Bitcoin sold or used within a year of purchase are short-term gains and subject to ordinary income tax rates, which could be as much as 39.6%, whereas assets sold after a year of purchase are long-term and are taxed at lower rates. If you mine your own Bitcoin, this constitutes taxable gross income equivalent to their fair market value at that date.
While the IRS has finally provided an answer, there are good reasons to believe that they got it wrong. Virtual currencies are tricky assets to categorize. Sometimes they behave like currencies, sometimes like commodities, and sometimes like stocks. This unique quality is reflected by several wrinkles in the IRS’s approach to virtual currencies, treating them like both capital gains as well as wages.
The nature and volume of these transactions do not seem to marry well with the sorts of long-term capital investments which usually taxed at the lower rate. In fact, at Bitcoin’s most recent peak in November 2013, there were 93,000 transactions in a single day where people bought everything from haircuts to hoagies and houses. This suggests that Bitcoin is not used as a tool for long term investment.

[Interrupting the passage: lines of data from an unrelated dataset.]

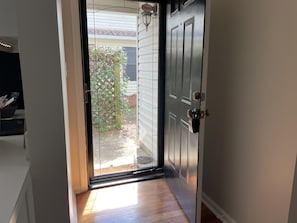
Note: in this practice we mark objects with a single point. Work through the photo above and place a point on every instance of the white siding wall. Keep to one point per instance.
(148, 52)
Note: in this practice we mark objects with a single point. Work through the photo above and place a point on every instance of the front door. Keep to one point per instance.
(185, 35)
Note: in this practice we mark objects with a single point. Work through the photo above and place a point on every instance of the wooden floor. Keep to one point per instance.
(141, 202)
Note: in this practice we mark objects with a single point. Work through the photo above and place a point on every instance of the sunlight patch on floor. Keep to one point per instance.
(111, 198)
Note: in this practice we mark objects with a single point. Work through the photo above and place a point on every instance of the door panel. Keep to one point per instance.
(185, 29)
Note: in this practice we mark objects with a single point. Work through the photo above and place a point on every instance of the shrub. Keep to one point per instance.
(108, 86)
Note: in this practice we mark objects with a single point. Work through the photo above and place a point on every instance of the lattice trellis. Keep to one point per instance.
(106, 69)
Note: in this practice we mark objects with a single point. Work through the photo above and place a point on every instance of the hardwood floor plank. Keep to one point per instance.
(143, 202)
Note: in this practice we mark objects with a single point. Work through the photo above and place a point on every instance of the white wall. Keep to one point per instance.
(43, 70)
(8, 18)
(293, 208)
(251, 134)
(76, 104)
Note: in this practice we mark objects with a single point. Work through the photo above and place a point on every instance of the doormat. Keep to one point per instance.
(144, 159)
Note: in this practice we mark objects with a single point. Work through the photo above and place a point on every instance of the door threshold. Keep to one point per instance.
(124, 178)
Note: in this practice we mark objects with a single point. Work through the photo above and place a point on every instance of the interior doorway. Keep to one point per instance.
(121, 47)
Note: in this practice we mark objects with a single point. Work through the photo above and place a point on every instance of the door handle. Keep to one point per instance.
(194, 116)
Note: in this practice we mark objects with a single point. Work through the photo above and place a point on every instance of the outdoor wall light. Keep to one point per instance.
(148, 11)
(5, 44)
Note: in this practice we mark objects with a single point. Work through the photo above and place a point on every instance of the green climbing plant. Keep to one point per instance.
(108, 87)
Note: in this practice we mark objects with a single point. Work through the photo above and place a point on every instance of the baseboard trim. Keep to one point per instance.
(220, 213)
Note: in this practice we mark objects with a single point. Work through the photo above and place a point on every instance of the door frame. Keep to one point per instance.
(204, 71)
(87, 98)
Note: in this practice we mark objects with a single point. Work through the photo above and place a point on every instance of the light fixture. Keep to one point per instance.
(148, 11)
(5, 44)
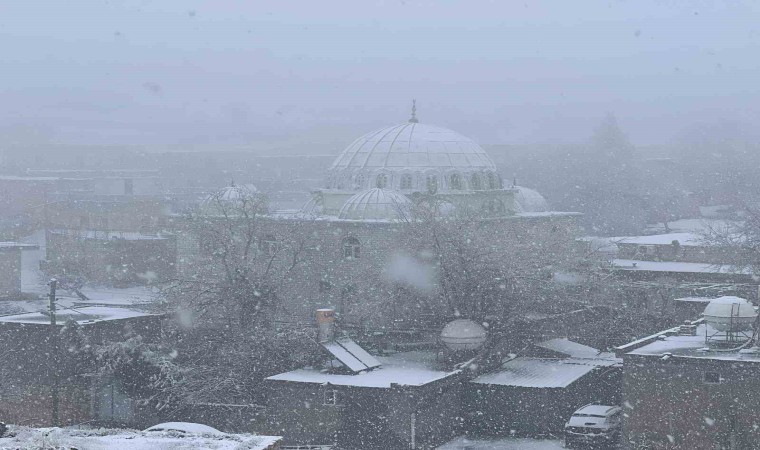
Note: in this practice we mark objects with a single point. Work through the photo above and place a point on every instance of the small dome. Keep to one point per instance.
(229, 196)
(529, 200)
(729, 313)
(313, 206)
(463, 334)
(376, 204)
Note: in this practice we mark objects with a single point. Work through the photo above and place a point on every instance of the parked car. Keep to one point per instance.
(184, 427)
(594, 427)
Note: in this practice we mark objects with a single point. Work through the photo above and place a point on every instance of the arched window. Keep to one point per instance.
(406, 181)
(494, 206)
(475, 182)
(491, 181)
(351, 248)
(432, 184)
(269, 245)
(455, 181)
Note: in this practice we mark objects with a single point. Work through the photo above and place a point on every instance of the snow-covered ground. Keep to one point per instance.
(503, 444)
(103, 439)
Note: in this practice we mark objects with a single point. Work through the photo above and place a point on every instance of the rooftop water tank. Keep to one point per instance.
(729, 313)
(463, 335)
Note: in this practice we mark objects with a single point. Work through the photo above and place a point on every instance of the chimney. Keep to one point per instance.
(325, 325)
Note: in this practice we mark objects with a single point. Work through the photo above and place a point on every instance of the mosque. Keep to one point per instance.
(350, 246)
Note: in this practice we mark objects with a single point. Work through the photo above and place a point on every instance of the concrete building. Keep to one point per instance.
(695, 386)
(27, 373)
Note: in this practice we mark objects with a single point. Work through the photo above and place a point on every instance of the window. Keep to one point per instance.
(351, 248)
(475, 183)
(494, 206)
(331, 398)
(492, 183)
(456, 181)
(359, 182)
(325, 286)
(711, 378)
(406, 181)
(432, 184)
(269, 245)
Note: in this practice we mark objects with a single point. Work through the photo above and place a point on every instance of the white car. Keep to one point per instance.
(184, 427)
(593, 427)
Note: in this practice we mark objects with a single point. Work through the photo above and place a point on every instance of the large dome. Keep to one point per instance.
(413, 157)
(376, 204)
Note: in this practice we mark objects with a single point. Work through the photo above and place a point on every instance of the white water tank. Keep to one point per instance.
(463, 334)
(729, 313)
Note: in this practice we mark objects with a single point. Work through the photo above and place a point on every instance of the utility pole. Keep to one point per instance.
(54, 344)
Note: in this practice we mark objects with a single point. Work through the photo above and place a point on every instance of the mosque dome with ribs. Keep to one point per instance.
(412, 157)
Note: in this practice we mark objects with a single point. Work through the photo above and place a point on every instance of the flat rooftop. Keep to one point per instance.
(634, 265)
(407, 369)
(82, 316)
(669, 343)
(531, 372)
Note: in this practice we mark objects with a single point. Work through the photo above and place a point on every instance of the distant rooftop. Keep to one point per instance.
(677, 267)
(17, 245)
(669, 343)
(406, 369)
(82, 316)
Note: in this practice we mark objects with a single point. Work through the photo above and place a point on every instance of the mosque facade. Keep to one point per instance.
(359, 243)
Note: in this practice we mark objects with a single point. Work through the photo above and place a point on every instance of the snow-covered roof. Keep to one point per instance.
(671, 344)
(408, 369)
(545, 372)
(689, 239)
(82, 316)
(694, 225)
(529, 200)
(124, 439)
(376, 204)
(677, 267)
(413, 145)
(548, 214)
(8, 245)
(111, 235)
(506, 443)
(700, 300)
(569, 348)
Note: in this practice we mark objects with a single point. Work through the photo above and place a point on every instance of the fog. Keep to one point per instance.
(313, 75)
(380, 225)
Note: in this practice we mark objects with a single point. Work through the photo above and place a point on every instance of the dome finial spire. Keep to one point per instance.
(413, 119)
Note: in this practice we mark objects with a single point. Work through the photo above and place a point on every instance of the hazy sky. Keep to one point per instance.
(246, 72)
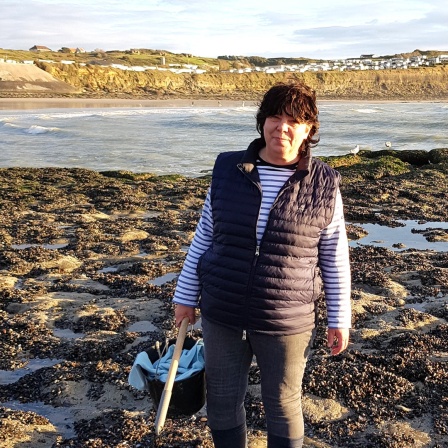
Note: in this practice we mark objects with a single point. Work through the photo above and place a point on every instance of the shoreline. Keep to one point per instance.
(80, 103)
(87, 283)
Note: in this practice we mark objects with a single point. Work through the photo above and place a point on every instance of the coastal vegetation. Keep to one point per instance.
(92, 77)
(82, 257)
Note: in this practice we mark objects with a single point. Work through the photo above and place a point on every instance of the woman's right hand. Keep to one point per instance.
(183, 311)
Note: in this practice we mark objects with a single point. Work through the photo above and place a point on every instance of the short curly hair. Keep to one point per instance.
(295, 99)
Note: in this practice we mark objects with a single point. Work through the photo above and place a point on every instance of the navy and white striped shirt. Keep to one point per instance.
(333, 249)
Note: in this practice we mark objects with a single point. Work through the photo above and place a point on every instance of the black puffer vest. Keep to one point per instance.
(271, 288)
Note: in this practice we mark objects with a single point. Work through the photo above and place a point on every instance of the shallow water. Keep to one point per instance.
(384, 236)
(186, 140)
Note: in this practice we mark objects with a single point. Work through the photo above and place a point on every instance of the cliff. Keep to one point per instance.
(27, 78)
(430, 83)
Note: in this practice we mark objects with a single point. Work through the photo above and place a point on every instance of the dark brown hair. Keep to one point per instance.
(295, 99)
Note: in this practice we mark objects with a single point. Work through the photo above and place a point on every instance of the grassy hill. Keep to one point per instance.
(92, 77)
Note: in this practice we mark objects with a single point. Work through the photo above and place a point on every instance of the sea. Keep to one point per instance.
(186, 139)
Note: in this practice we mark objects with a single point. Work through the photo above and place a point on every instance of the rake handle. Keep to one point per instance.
(168, 389)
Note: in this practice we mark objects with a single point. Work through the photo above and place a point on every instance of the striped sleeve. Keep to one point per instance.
(188, 289)
(335, 267)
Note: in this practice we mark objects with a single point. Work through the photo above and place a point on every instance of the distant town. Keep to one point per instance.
(364, 62)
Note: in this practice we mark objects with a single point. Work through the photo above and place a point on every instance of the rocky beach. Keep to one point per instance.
(88, 267)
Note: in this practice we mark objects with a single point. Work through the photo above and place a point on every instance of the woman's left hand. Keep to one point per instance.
(338, 339)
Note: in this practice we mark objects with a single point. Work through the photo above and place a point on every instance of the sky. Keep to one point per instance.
(319, 29)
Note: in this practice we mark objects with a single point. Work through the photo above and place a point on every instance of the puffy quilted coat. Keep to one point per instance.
(271, 287)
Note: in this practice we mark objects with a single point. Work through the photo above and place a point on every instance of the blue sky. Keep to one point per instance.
(327, 29)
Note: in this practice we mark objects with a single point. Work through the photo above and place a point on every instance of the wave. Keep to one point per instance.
(39, 130)
(7, 124)
(366, 111)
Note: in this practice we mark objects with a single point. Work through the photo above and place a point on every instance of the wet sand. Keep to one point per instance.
(88, 267)
(55, 103)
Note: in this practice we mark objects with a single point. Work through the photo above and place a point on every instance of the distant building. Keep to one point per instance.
(39, 48)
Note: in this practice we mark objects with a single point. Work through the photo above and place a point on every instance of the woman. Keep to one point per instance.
(272, 220)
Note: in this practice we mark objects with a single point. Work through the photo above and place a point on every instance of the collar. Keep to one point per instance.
(250, 157)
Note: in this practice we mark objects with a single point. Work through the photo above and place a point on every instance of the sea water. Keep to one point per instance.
(186, 140)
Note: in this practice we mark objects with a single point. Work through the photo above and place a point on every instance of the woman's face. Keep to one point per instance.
(283, 136)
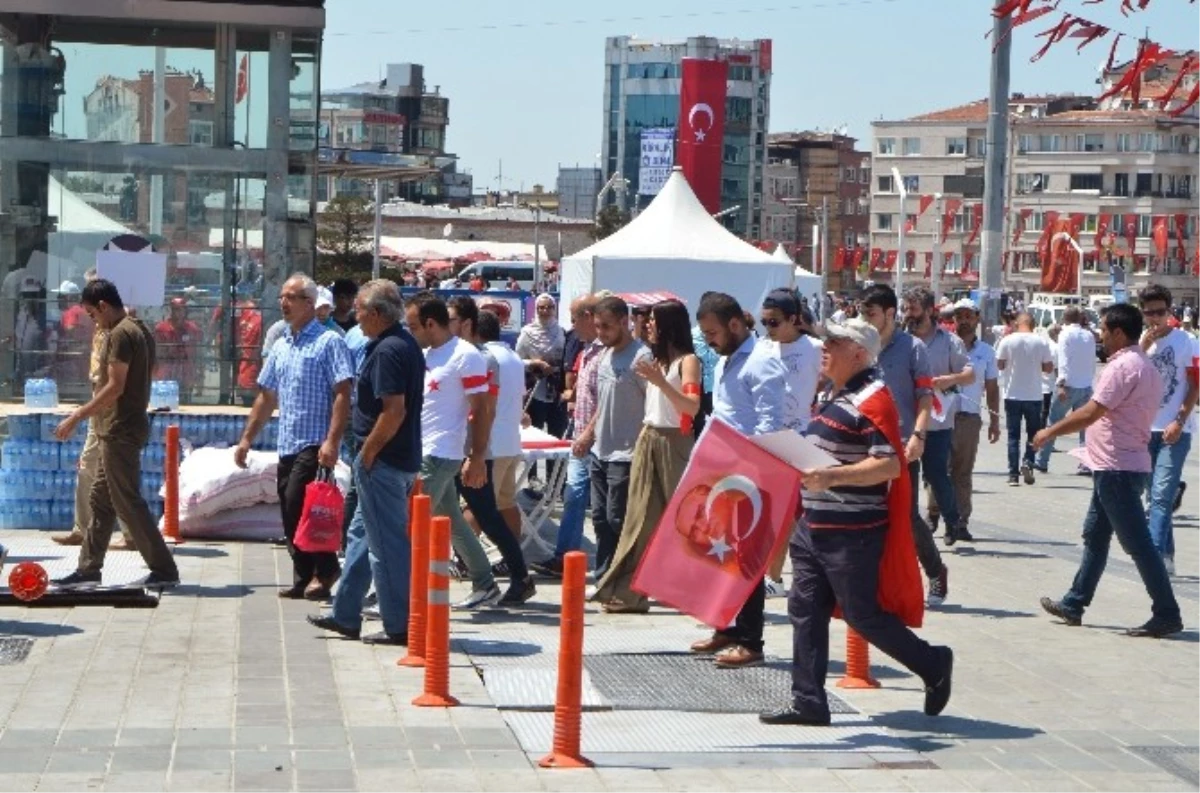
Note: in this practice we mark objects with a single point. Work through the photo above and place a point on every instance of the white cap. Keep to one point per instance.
(859, 331)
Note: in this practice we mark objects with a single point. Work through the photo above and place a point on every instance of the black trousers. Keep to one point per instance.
(481, 503)
(747, 629)
(828, 568)
(610, 494)
(295, 472)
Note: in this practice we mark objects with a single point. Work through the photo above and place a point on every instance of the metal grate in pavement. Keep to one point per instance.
(15, 649)
(684, 682)
(1180, 761)
(635, 732)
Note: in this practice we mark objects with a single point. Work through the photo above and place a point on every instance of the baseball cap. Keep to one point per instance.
(783, 300)
(859, 331)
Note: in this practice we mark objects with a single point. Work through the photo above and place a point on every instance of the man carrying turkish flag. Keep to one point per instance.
(853, 547)
(702, 128)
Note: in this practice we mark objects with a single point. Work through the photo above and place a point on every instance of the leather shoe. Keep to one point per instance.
(384, 637)
(939, 694)
(737, 656)
(714, 643)
(294, 592)
(329, 624)
(1157, 628)
(790, 715)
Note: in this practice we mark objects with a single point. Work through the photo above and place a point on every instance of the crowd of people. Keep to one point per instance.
(897, 389)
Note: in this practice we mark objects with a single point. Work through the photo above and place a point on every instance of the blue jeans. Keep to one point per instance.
(576, 498)
(1015, 410)
(1164, 482)
(1060, 408)
(377, 548)
(935, 463)
(1116, 509)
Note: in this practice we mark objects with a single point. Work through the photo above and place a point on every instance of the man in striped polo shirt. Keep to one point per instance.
(839, 545)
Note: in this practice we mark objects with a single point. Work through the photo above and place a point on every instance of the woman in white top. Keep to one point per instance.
(661, 452)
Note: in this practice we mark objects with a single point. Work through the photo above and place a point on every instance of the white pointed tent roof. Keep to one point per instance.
(676, 226)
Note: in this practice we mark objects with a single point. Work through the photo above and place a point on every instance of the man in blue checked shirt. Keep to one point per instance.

The new policy also poses compliance obstacles. Users must maintain detailed records of their acquisitions and transactions made with the virtual currency, and the fair market value in U.S. dollars on each occasion. This may prove a daunting task, particularly given Bitcoin’s recent price volatility. While users with sizeable Bitcoin wallets might be motivated to comply with the new policy, those with smaller wallets might not find the hassle worth their time.
Additionally, the IRS policy (Notice 2014-21) is effective not only from March 25, 2014 onward, but retroactively as well. The IRS FAQ includes a question of whether penalties will be applied for people who don’t have records before the date of the notice; the FAQ answer dodges the question, simply asserting that “penalty relief may be available to taxpayers…who are able to establish…reasonable cause.” Applying penalties for disobeying a then-non-existent policy is wrong; being unclear about whether penalties will apply retroactively is worse.
All told, the IRS sees Bitcoin as something that people buy and hold, hoping it will go up in value. They completely miss the primary use of Bitcoin, as a currency for both transactions and wages. The tax treatment and compliance requirements as part of this notice are inappropriate for that usage of virtual currencies.